June 12, 2026 · 6 min read

Keyword research sounds technical, but at its heart it's simple: figuring out the words real people type when they're looking for a business like yours. For a local business, the goal is to match the phrases your nearby customers actually use, so your website shows up when they search. You can do meaningful research without any paid tools or marketing background.

Think like your customer, not like an expert

You probably describe your work in industry terms, but customers rarely do. They search in plain, everyday language tied to a problem or a place. Start by writing down how a regular person would ask for what you offer, out loud, the way they'd say it to a friend.

  • A service plus a place, like emergency plumber near me
  • A problem they want solved, like leaking faucet repair
  • A specific offering, like gel manicure or kids haircut
  • Their town or neighborhood added to any of the above

Let Google show you what people search

Google quietly hands you free research every day. Start typing a phrase into the search bar and watch the autocomplete suggestions, those are real searches people make. Scroll to the People Also Ask boxes and the related searches at the bottom of the results page. Together they reveal the exact wording and questions your customers use, no tools required.

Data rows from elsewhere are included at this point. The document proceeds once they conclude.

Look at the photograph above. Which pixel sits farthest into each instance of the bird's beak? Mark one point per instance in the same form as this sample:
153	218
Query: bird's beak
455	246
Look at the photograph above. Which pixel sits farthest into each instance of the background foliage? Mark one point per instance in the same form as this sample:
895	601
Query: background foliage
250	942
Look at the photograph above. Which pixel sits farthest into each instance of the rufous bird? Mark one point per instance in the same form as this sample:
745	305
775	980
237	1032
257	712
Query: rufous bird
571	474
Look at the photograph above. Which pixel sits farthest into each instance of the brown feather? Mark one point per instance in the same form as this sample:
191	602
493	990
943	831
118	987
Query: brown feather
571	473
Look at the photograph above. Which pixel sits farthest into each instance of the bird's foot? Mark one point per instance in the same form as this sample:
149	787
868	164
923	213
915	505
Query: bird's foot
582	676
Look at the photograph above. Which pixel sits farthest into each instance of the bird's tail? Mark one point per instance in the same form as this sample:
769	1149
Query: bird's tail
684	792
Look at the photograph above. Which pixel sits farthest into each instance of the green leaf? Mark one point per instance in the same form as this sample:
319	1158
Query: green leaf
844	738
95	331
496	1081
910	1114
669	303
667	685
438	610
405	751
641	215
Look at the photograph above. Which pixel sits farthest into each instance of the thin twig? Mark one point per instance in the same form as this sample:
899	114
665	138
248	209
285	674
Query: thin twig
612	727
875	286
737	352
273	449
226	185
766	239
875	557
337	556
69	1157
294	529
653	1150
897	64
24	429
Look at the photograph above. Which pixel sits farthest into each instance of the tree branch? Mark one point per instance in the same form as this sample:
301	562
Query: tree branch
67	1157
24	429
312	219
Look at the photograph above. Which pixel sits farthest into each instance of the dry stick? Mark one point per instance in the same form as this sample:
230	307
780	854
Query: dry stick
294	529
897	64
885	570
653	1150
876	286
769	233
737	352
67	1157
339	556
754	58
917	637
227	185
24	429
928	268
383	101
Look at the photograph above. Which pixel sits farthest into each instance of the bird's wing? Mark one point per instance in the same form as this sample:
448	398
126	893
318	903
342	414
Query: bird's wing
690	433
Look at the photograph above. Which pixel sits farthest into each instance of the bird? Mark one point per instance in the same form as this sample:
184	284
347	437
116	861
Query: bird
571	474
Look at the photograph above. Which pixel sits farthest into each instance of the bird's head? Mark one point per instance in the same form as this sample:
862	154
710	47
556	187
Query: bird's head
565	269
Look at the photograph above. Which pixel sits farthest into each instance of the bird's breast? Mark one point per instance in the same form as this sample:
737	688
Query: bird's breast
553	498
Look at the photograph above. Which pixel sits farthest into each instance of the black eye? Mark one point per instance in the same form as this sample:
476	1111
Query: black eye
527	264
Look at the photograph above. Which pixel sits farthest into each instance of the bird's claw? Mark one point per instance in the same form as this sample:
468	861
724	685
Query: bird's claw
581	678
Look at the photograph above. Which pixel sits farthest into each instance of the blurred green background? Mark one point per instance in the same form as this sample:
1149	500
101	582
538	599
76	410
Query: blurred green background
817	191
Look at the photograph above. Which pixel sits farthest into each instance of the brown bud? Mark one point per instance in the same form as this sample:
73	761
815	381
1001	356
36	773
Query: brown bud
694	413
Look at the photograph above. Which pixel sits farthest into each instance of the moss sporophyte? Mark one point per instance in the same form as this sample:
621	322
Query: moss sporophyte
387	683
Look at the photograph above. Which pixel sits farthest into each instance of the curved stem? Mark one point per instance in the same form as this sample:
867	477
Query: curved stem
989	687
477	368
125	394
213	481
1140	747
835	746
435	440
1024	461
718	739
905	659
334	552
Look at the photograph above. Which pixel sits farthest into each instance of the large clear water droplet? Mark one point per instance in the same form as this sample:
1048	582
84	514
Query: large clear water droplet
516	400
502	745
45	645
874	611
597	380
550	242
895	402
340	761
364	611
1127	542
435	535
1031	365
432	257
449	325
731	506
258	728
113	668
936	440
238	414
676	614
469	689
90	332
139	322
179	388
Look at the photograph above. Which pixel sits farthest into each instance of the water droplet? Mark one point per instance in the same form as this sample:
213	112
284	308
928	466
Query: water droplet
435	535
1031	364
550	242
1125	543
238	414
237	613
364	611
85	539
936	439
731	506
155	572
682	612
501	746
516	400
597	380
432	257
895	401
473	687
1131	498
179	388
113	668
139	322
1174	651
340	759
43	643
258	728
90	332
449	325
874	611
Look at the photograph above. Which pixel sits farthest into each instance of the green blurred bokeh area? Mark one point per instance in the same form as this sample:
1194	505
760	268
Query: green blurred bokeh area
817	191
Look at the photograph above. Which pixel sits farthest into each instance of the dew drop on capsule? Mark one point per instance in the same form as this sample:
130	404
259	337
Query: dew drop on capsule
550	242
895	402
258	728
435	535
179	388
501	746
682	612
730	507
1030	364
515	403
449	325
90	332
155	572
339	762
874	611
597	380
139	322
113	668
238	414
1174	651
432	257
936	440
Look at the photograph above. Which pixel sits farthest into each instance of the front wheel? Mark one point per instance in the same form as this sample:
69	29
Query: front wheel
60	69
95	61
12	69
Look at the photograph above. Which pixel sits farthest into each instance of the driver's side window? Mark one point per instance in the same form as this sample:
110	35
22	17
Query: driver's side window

Favor specific phrases over broad ones

It's tempting to chase a huge word like dentist, but those searches are crowded and rarely local. You'll win far more often with longer, specific phrases that show clear intent. Someone searching for affordable family dentist in your town is closer to booking than someone typing a single broad word, and far fewer businesses are competing for it.

Match each phrase to a page

Once you have a list, give your best phrases a home. Cramming them all onto one page doesn't work and reads badly. Instead, map related terms to dedicated pages so each one answers a specific search clearly and naturally.

  • A main service gets its own page built around its phrase
  • Your town and neighborhoods appear naturally in the text
  • Common questions become headings or a short FAQ
  • Write for people first, then weave keywords in where they fit

Check your list and refine over time

Keyword research isn't a one-time task. After your pages are live, notice which phrases bring people in and which questions customers keep asking you in person or on the phone. Those real conversations are a goldmine of new terms. Add them, adjust your pages, and your list keeps getting sharper as you learn what your community actually searches for.

Good local keyword research is mostly listening, paying attention to how your customers talk and what they type. Start with plain language, mine Google's free suggestions, lean into specific phrases, and give each one a clear page. Do that and you'll show up for the searches that bring real customers through your door.